Kreiter knows he can control only what he can
control.
“If you’re in your snap longer and you snap [the
ball] faster but you don’t block the guy in front of you and the punt gets
blocked, you don’t have anything to cover,'' he said. "It’s about trying
to find the right marriage with everything.”
A year ago, the Giants' upback/punt
protector was Julian Love. When he left in free agency, safety Dane Belton
took over that role.
For Belton, the job is about “calling what I see.
Making sure everyone’s on the same page. It’s really talking a lot to Casey
[and sometimes the guards] on the punt teams. We have a lot of calls, so
it’s about making sure everyone is on the same page, is set and we’re ready to
go.
"Casey is the one guy who
can coach every spot to perfection, top to bottom. He’s seen so many looks.
He’s really a coach on the field. He’s the guy.”

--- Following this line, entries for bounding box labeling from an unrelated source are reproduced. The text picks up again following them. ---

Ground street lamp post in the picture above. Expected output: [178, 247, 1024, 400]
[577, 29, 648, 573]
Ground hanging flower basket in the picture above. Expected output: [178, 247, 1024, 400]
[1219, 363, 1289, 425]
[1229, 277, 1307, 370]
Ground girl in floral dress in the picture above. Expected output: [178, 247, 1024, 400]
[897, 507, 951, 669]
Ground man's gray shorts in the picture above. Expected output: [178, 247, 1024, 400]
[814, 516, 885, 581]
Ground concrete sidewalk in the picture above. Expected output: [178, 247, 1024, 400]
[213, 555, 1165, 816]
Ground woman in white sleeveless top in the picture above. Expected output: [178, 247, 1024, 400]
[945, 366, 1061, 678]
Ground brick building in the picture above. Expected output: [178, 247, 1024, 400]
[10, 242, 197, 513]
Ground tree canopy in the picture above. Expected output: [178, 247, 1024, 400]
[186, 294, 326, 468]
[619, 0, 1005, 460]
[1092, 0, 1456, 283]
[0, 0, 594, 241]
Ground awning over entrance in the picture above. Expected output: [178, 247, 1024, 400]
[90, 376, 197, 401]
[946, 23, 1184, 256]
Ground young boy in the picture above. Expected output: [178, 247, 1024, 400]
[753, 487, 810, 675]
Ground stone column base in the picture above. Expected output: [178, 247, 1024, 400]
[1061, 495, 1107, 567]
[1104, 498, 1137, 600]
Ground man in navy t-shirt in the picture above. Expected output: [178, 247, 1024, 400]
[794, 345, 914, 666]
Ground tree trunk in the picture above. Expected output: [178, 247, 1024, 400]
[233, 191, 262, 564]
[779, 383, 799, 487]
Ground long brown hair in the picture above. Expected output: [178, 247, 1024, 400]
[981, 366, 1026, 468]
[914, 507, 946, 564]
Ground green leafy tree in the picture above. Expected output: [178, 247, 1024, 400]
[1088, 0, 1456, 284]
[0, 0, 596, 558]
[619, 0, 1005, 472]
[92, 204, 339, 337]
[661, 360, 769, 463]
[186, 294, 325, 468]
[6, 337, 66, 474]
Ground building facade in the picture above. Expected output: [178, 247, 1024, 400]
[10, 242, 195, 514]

Belton estimates there is “probably 1.2 seconds” to
ultimately get a kick off.
“If you mess up,” he said, “they’re back there
blocking the punt.”
Not on Kreiter’s watch.
“He’s a professional’s
professional,” Belton said. “He takes pride in everything he does. He leads us
in the right direction. Just being able to rely on Casey to answer questions,
he always knows the answer and he’s going to make sure we’re on the right page.”